Adjusting watershed parameters
The watershed algorithm is used during the skull stripping step to find a boundary between the brain and skull. If you want the algorithm to be more conservative (i.e. if part of the brain has been removed), you will want to increase the watershed preflooding height percentage. If you want the algorithm to be more aggressive (i.e. part of the skull has been left behind), you will want to decrease the height. You can adjust the preflooding height by passing the following flags to recon-all:
recon-all -skullstrip -wsthresh <h> -clean-bm -subjid <subject name>
where <h> is replaced with the preflooding height you'd like to use and <subject name> is replaced with your subject. The clean-bm flag is used to instruct recon-all to write over the old brainmask.mgz volume with your new edits. If you do not use this flag, your changes will not take effect.
Part of the brain is missing
Now we will take another look at the above problem case, where part of the cortex was removed. If you suspect that certain anatomy could be an outlier, and may be responsible for making the skullstripping step fail or produce poor results, then you can try using the -no-wsgcaatlas flag (wsgcaatlas = with skull gaussian classifier array atlas). For this case, try fixing the brainmask by running the watershed command with a few different preflooding heights between 1 and 50:
recon-all -skullstrip -wsthresh <h> -clean-bm -no-wsgcaatlas -subjid skullstrip_before
Take a look at your output volume (brainmask.mgz has been changed) along with the original T1 volume (T1.mgz).
freeview -v skullstrip_after/mri/T1.mgz \ skullstrip_after/mri/brainmask.mgz:colormap=heat
The accurately skull-stripped brainmask should look something like this (sagittal slice 101):
What watershed threshold value did you use to produce an optimal skull strip? Was is between 20 and 30? If so, that's because the default preflooding height is 25, which produces the cleanest skull strip for most cases. There aren't any hard and fast rules about how to select your height value, but as a general rule of thumb, if part of the brain is missing, you should start with a watershed threshold around 35, and if too much skull is remaining, you should start with a threshold of around 15.

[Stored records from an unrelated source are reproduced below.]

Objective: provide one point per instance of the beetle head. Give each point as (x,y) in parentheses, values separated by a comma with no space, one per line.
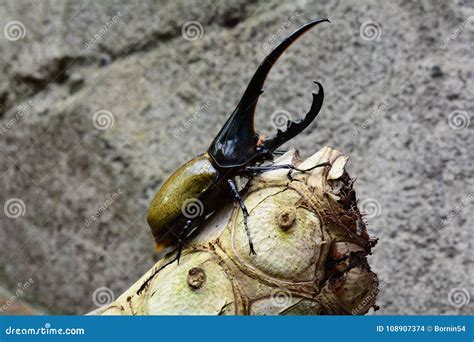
(237,144)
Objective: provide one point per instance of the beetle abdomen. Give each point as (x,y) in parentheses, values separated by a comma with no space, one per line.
(181,198)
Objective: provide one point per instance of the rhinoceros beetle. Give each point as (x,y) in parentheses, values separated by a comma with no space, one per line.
(207,182)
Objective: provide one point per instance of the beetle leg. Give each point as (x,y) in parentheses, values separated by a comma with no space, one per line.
(265,168)
(245,212)
(182,235)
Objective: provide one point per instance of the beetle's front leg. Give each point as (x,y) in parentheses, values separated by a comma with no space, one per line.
(181,237)
(238,199)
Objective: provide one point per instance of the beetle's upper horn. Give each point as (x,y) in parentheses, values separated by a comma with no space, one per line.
(255,88)
(235,143)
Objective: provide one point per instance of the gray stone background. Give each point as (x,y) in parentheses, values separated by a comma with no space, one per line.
(101,101)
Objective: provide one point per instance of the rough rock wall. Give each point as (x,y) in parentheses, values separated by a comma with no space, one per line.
(101,101)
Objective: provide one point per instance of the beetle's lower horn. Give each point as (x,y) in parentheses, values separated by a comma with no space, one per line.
(294,128)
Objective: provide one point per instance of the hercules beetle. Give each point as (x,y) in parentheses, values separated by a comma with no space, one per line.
(207,181)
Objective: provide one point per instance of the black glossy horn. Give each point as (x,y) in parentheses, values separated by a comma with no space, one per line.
(249,100)
(295,128)
(235,144)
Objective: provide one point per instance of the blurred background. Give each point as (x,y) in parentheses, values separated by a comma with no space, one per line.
(101,101)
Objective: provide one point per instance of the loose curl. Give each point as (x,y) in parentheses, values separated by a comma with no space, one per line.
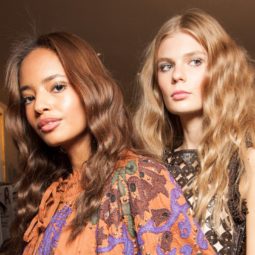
(228,109)
(107,121)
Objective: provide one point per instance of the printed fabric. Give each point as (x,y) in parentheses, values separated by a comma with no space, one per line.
(143,212)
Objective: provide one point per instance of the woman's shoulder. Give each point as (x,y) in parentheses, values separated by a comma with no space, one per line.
(133,161)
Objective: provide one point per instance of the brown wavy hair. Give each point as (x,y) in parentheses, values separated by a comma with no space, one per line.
(228,109)
(107,121)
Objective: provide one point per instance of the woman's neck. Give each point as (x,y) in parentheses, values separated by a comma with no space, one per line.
(192,132)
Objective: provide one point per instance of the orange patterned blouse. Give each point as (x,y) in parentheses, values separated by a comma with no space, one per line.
(143,211)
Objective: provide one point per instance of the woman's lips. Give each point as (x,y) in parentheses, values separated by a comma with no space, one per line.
(48,124)
(180,94)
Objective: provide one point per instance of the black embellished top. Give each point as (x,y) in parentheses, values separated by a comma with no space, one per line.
(184,166)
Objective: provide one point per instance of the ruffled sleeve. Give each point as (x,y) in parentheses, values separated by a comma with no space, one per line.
(145,212)
(59,194)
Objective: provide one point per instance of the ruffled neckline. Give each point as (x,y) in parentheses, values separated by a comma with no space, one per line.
(60,193)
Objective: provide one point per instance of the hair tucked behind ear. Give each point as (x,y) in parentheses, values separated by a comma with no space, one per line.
(228,108)
(107,121)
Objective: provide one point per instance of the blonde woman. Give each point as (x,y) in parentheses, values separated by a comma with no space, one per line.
(197,113)
(83,188)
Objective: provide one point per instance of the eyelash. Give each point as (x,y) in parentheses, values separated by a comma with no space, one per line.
(195,61)
(163,66)
(198,61)
(56,88)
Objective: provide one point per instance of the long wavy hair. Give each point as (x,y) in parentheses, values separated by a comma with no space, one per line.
(228,109)
(107,121)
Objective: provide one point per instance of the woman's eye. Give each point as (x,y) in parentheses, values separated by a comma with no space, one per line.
(27,99)
(165,67)
(58,88)
(196,62)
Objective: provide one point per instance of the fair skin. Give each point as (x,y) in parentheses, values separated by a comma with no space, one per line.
(53,108)
(250,198)
(182,68)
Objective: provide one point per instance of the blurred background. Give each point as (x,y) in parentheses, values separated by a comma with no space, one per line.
(119,30)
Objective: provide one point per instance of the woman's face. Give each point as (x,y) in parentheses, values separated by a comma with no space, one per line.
(53,108)
(181,69)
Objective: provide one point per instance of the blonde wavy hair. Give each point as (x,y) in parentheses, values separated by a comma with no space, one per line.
(228,109)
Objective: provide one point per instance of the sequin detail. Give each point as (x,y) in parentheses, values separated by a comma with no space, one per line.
(53,231)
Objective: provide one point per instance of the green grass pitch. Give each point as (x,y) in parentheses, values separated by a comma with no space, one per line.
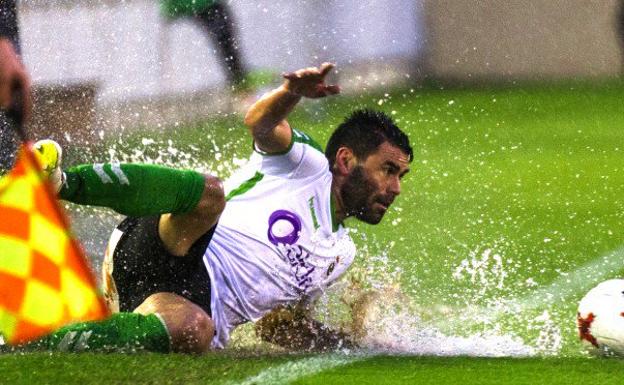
(512,211)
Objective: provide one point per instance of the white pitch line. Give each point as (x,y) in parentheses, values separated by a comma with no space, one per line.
(291,371)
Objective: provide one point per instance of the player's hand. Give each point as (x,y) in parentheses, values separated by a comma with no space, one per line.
(14,82)
(310,82)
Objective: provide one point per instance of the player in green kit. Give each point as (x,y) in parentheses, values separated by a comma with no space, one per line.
(185,268)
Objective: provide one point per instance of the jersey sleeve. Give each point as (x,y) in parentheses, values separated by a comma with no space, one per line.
(303,159)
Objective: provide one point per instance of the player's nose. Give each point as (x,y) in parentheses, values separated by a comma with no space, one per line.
(394,187)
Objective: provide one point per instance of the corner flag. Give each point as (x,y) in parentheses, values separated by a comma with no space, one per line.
(45,281)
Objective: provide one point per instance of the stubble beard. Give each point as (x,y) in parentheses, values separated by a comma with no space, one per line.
(358,197)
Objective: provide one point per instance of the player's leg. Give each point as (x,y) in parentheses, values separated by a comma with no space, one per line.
(189,327)
(179,232)
(176,288)
(191,202)
(130,189)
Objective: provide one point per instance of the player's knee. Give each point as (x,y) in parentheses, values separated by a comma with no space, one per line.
(212,202)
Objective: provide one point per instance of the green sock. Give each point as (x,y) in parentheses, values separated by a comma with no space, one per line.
(133,189)
(122,332)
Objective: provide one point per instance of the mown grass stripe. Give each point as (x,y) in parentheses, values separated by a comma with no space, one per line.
(291,371)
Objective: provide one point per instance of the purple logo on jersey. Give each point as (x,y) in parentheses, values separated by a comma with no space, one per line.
(288,216)
(296,256)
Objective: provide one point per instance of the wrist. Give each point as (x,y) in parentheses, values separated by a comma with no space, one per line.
(287,89)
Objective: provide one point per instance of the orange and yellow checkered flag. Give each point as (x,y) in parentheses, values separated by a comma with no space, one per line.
(45,281)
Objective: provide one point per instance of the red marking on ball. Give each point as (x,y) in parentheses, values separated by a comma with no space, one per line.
(584,325)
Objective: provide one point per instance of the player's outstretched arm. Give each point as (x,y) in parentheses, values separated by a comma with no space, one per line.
(266,118)
(293,329)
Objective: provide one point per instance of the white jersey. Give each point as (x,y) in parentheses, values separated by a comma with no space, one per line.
(275,243)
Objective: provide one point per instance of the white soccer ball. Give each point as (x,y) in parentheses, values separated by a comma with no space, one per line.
(600,318)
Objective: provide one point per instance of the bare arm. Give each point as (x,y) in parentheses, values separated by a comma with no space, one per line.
(294,329)
(266,118)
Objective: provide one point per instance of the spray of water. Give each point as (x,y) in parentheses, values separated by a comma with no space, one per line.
(495,319)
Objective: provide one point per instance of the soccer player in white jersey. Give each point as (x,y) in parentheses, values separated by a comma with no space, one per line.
(195,259)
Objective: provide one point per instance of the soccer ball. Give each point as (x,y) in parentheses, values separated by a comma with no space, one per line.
(600,318)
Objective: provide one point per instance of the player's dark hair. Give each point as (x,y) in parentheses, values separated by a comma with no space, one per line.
(363,132)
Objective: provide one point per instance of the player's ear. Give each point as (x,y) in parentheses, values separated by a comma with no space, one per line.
(345,160)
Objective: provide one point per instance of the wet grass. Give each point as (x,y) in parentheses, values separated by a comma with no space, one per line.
(531,174)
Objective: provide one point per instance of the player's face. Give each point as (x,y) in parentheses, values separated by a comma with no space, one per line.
(373,184)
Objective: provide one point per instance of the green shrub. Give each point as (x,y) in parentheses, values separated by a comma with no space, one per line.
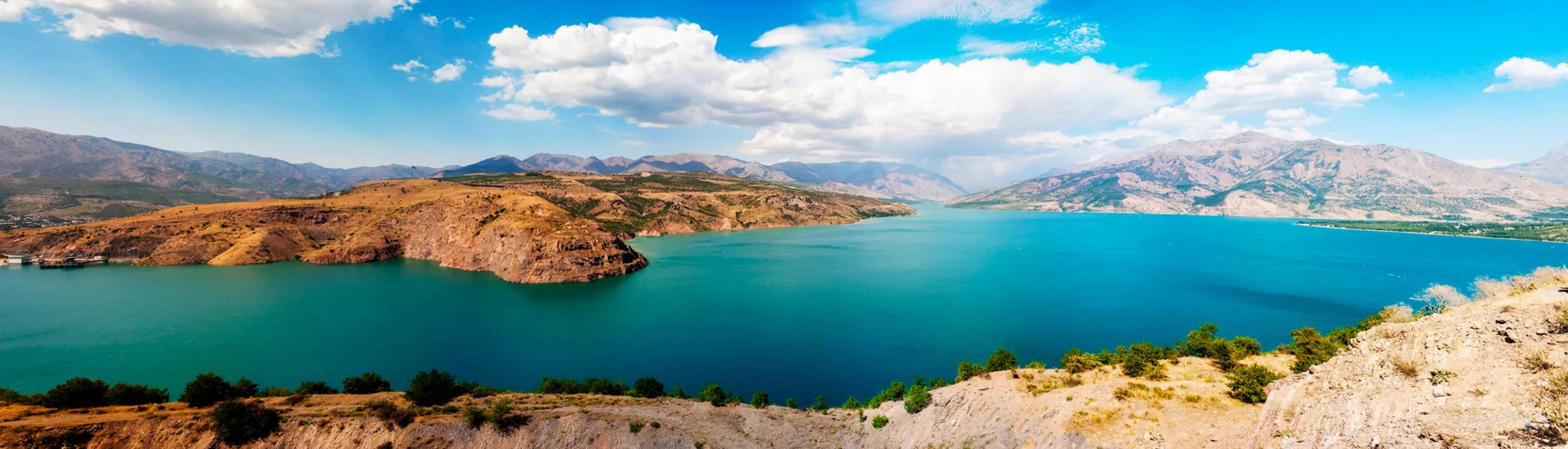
(968,369)
(11,396)
(78,393)
(1076,362)
(366,384)
(243,388)
(1143,360)
(243,421)
(712,394)
(315,387)
(1000,360)
(1247,346)
(274,391)
(1198,343)
(1225,353)
(474,416)
(649,387)
(136,394)
(850,404)
(1249,380)
(431,388)
(206,389)
(1310,349)
(916,399)
(894,391)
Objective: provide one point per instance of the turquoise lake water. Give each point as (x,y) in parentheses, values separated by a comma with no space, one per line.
(799,311)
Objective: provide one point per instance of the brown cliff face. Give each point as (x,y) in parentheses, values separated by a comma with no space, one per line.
(541,228)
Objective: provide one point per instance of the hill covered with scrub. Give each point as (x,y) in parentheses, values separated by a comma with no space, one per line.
(1450,371)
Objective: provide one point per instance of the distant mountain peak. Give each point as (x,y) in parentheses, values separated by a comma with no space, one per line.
(1258,175)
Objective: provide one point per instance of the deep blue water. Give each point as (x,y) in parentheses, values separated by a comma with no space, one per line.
(799,311)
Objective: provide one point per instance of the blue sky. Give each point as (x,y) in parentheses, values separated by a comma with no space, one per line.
(1009,96)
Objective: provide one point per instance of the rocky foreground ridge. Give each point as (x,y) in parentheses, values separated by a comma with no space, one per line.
(1476,374)
(537,228)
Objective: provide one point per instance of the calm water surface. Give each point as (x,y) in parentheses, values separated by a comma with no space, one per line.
(800,311)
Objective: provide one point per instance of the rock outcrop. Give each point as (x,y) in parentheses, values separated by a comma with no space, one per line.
(559,228)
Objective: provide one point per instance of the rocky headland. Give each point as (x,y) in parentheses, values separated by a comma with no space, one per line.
(524,228)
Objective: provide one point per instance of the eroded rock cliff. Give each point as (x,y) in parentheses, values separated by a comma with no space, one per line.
(540,228)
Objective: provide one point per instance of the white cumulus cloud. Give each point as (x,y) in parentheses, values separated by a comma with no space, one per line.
(1293,118)
(451,71)
(966,11)
(1082,40)
(516,112)
(806,101)
(1278,83)
(1366,78)
(1525,74)
(250,27)
(410,66)
(1274,81)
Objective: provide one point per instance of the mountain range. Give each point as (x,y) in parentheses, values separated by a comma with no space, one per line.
(1264,176)
(1551,167)
(877,180)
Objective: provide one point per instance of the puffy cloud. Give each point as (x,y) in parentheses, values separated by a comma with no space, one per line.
(1293,118)
(1366,78)
(1082,40)
(808,102)
(13,10)
(1525,74)
(451,71)
(434,20)
(410,66)
(968,11)
(976,46)
(1275,81)
(516,112)
(248,27)
(1486,162)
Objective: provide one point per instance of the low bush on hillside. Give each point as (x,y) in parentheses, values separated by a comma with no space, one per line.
(78,393)
(136,394)
(366,384)
(243,421)
(315,387)
(649,387)
(431,388)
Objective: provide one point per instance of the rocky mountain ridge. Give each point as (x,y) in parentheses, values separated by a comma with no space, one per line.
(1551,167)
(877,180)
(543,228)
(1263,176)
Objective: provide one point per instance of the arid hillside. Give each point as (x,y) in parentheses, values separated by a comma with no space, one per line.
(535,228)
(1465,372)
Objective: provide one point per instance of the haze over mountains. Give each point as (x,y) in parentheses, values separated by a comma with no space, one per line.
(1263,176)
(877,180)
(1551,167)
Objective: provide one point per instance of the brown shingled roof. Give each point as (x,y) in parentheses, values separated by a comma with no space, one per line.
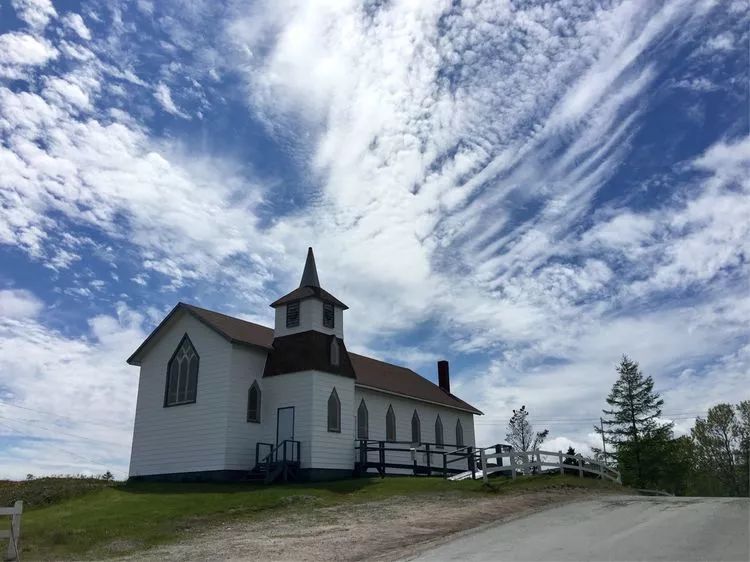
(307,292)
(369,372)
(400,380)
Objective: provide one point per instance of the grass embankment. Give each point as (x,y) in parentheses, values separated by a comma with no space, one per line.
(124,518)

When the skull stripping has left a small part of dura left, it is quicker to try and rerun the skull strip step using the -gcut flag than to do manual editing. This flag should automatically remove any extra dura that could influence the surfaces.
recon-all -skullstrip -clean-bm -gcut -subjid <subject name>
This flag runs the mri_gcut command. Please see this page or run mri_gcut --help for more information.
INFO: Care must be taken to thoroughly inspect your data when using -gcut. In particular, inspect the edges of gm and cerebellum for over-aggressive cutting. Open the brainmask.gcuts.mgz volume in freeview to view the voxels which gcut has removed. We recommend viewing the brainmask.gcuts.mgz overlayed on the T1.mgz to clearly see which voxels have been removed by gcut.
Regenerating surfaces after the bad skull strip is fixed
After the bad skull strip has been improved, you can run the following command to regenerate the final white and pial surfaces based on the new brainmask.mgz:
recon-all -autorecon-pial -subjid <subject name>
This command will not regenerate the aseg.mgz or wm.mgz files because those files are created earlier in the recon-all processing stream, prior to the point where surfaces are generated using mris_make_surfaces. For full steps please see: ReconAllTableStableV6.0. If you want to regenerate these files you must re-run from the beginning. To do so, run:
recon-all -all -subjid <subject name>
Do not run these commands if you are conducting the tutorial!